March to May and September to November are the most comfortable months. Spring brings wildflowers in the Atlas and moderate temperatures at the dunes. Autumn has clear skies and the heat is easing. Summer (June to August) is very hot - daytime temperatures in Merzouga routinely exceed 40°C - and the experience at camp is uncomfortable without air-conditioned accommodation. Winter is cold, particularly at altitude and at night in the desert, but the light in the Atlas is exceptional and the dunes are much less crowded.
Is the camel trek to the desert camp compulsory?

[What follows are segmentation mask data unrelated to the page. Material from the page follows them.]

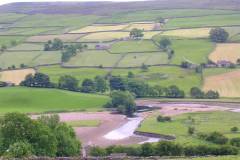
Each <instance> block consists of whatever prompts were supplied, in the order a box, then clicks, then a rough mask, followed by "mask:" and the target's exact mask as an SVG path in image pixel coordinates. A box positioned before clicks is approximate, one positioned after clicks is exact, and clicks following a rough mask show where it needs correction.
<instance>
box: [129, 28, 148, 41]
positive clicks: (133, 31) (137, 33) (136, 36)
mask: <svg viewBox="0 0 240 160" xmlns="http://www.w3.org/2000/svg"><path fill="white" fill-rule="evenodd" d="M129 36H130V38H132V39H141V38H142V37H143V36H144V34H143V30H141V29H137V28H133V29H132V30H131V31H130V34H129Z"/></svg>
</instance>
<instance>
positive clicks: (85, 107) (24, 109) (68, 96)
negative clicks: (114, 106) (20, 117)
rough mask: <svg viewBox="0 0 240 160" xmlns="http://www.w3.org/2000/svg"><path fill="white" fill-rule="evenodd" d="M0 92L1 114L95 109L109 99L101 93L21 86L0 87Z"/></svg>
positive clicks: (61, 111) (67, 110)
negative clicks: (22, 86) (100, 94)
mask: <svg viewBox="0 0 240 160" xmlns="http://www.w3.org/2000/svg"><path fill="white" fill-rule="evenodd" d="M0 94H1V97H0V112H1V114H4V113H7V112H22V113H42V112H63V111H85V110H86V111H97V110H102V109H103V108H102V106H103V105H104V104H105V103H106V102H107V101H108V100H109V98H108V97H107V96H102V95H94V94H83V93H78V92H69V91H64V90H57V89H37V88H23V87H10V88H1V89H0ZM93 99H94V101H93Z"/></svg>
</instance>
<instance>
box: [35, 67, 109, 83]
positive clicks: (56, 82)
mask: <svg viewBox="0 0 240 160" xmlns="http://www.w3.org/2000/svg"><path fill="white" fill-rule="evenodd" d="M38 71H39V72H41V73H45V74H47V75H49V77H50V79H51V81H52V82H55V83H57V82H58V80H59V78H60V76H63V75H71V76H74V77H75V78H77V79H78V80H79V81H80V82H81V81H82V80H84V79H86V78H90V79H93V78H94V77H96V76H98V75H101V76H103V75H106V74H107V72H108V71H107V70H104V69H99V68H96V69H95V68H76V69H71V68H61V67H59V66H48V67H39V68H38Z"/></svg>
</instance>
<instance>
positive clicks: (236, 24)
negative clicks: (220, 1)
mask: <svg viewBox="0 0 240 160" xmlns="http://www.w3.org/2000/svg"><path fill="white" fill-rule="evenodd" d="M239 18H240V14H232V15H210V16H204V17H191V18H176V19H170V20H169V21H168V22H167V24H166V25H165V26H164V28H187V27H188V28H190V27H206V26H232V25H240V22H239Z"/></svg>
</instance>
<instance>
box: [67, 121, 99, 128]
mask: <svg viewBox="0 0 240 160" xmlns="http://www.w3.org/2000/svg"><path fill="white" fill-rule="evenodd" d="M66 123H67V124H68V125H70V126H72V127H97V126H99V125H100V124H101V122H100V121H99V120H79V121H69V122H66Z"/></svg>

No. Almost every operator offers a 4x4 transfer into the camp as an alternative to the camel ride. The transfer takes 15 to 20 minutes versus 60 to 90 minutes on a camel, and is available at no additional charge with most operators when requested in advance. People with back problems, limited mobility, or small children often find it the better option. The camel ride is memorable but it is not particularly comfortable and the photos of it are broadly the same after the first 10 minutes.
What is the difference between a shared and private Sahara tour?

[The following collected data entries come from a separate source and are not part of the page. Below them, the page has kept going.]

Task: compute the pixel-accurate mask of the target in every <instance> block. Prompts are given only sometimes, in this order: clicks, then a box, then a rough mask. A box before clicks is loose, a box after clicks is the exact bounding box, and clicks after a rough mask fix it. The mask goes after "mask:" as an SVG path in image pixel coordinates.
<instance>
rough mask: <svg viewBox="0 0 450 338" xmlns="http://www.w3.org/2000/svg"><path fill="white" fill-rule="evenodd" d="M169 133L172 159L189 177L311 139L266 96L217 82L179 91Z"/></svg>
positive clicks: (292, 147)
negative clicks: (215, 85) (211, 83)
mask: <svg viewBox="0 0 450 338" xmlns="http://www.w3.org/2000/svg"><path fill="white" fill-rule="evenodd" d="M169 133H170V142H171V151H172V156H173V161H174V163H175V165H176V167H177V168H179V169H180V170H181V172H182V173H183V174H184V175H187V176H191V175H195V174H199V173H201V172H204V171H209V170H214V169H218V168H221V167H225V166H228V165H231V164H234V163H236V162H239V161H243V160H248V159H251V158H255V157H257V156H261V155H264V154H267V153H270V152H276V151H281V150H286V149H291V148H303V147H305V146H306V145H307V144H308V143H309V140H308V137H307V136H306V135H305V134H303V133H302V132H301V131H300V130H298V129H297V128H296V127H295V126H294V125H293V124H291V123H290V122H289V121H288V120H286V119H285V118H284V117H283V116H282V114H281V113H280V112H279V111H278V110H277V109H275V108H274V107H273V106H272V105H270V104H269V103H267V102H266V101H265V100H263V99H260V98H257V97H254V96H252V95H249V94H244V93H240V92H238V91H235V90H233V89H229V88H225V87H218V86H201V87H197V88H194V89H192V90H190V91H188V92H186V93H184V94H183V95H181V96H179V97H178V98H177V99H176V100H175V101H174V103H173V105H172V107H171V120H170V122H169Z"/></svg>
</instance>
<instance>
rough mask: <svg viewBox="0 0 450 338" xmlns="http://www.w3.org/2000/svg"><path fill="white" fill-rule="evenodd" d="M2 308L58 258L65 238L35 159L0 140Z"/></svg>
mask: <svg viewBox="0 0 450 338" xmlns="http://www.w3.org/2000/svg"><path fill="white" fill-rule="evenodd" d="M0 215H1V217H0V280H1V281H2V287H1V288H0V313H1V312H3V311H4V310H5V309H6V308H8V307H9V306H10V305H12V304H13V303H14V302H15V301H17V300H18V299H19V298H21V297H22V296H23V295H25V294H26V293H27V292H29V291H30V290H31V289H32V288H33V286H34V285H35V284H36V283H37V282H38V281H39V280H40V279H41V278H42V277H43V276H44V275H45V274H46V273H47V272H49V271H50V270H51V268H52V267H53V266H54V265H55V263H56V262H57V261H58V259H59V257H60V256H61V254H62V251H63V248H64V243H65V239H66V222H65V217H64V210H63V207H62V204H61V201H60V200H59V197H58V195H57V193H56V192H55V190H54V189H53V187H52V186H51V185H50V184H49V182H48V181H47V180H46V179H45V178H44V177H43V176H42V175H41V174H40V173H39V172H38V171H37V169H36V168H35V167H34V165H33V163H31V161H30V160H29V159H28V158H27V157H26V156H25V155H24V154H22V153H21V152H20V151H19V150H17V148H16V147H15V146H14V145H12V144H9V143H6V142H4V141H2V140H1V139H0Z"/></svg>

A shared tour puts you in a minibus of 8 to 17 people following a fixed itinerary. A private tour gives you your own vehicle, driver and guide, and the ability to adjust stops and timing as you go. Shared tours cost roughly €85 to €160 per person. Private tours for two people cost €200 to €260 per person; the per-person cost drops if you are a group of three or four. If you are a solo traveller, a shared tour is usually the most practical option unless you are willing to pay for a private vehicle alone.

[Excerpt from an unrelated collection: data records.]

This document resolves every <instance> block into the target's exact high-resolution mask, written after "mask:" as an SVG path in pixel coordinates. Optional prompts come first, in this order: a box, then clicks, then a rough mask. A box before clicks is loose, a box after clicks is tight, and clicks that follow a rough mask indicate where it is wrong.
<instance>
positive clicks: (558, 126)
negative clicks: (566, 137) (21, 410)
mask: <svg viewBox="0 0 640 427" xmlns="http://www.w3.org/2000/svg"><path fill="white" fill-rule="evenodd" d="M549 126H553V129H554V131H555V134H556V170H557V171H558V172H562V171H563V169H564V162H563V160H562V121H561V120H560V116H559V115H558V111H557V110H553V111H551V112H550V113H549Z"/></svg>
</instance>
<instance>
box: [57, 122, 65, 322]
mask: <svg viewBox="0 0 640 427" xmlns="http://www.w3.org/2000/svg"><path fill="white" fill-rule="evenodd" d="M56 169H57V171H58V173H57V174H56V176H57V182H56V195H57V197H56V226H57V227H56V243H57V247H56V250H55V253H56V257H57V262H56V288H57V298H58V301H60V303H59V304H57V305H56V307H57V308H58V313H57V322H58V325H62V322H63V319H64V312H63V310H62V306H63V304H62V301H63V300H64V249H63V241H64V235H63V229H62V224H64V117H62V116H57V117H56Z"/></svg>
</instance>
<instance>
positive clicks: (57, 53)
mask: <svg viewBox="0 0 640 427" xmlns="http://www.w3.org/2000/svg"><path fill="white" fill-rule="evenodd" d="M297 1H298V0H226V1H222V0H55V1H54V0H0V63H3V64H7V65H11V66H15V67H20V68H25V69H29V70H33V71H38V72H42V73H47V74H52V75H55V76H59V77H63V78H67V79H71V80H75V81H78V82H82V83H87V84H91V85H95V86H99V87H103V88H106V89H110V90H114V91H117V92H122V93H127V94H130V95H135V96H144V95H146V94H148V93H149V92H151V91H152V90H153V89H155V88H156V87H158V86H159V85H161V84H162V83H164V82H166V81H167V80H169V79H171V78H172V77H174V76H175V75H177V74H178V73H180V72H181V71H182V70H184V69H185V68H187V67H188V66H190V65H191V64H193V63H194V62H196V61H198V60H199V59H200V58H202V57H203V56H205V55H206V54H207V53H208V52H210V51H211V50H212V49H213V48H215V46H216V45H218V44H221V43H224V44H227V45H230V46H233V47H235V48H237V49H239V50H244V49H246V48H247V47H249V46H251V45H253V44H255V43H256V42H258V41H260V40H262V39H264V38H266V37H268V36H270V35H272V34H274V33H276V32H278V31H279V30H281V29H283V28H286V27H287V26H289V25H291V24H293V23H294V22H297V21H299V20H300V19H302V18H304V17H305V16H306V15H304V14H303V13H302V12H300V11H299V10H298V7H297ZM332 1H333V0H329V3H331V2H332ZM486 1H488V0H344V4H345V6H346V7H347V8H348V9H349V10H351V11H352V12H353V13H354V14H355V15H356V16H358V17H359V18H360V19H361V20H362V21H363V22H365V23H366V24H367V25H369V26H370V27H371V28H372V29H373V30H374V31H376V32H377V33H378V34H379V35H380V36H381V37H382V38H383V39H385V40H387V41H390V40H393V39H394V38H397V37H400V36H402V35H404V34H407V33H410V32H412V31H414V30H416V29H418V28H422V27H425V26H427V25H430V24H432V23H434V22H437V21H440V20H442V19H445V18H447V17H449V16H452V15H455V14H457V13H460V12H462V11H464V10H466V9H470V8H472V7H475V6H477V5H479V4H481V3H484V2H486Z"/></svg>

Do I need any vaccinations or special preparation for the desert?
No specific vaccinations are required for Morocco. Bring more water than you think you need - dehydration catches people out, especially in summer. Pack blister plasters (the camel saddle chafes inner ankles) and basic antidiarrhoeal tablets. Travel insurance that includes medical evacuation is strongly recommended; the Sahara is remote and the nearest hospitals are in Errachidia or Ouarzazate.